素直になれない雪乙女は眠れる竜騎士に甘くとかされる

17 相談

「ブレンダンさんっ!」

 通信室に届け物をしに廊下を歩いている時に、アリスは自分の彼氏の同僚であるブレンダンを見つけた。整ったあまい顔立ちの長身の竜騎士は、アリスの声を聞いて、立ち止まると、微笑んだ。

「やあ、アリスさん。同じ城の中で働いているのに、会わない時は会わないね。ま、君のところに持っていく書類を独り占めにしている奴のせいもあるけどね」

 肩をすくめて冗談めかしたその言葉にふふっと笑いつつ、アリスは書類を抱きしめたまま、ブレンダンを見上げた。

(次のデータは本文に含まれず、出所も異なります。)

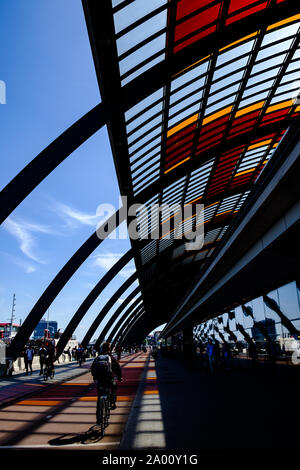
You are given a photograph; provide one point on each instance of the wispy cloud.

「えっと、実はブレンダンさんに相談があるんですけど、今日の就業後ってお時間あります?」

「……僕に? ああ、ゴトフリーのことかな?」

 察しの良い彼の言葉に、恥ずかしそうに頷いたアリスにそうだなとすこし考えるようにすると、ブレンダンは言った。

「君の定時あたりに、交替で取る休憩をするようにするから計数室に迎えに行くよ。それで良い?」

「ありがとうございます」

 はにかんでお礼を言うアリスに、ちょっと困った顔をしながらブレンダンは言った。

「……僕と二人で会うっていうのは、どんな理由だとしても、ゴトフリーには絶対言わない方が良いよ」

 その忠告めいた言葉に、アリスは首を傾げながら頷いた。ブレンダンはその顔に苦笑しつつ、じゃあまた後でね、と手を振った。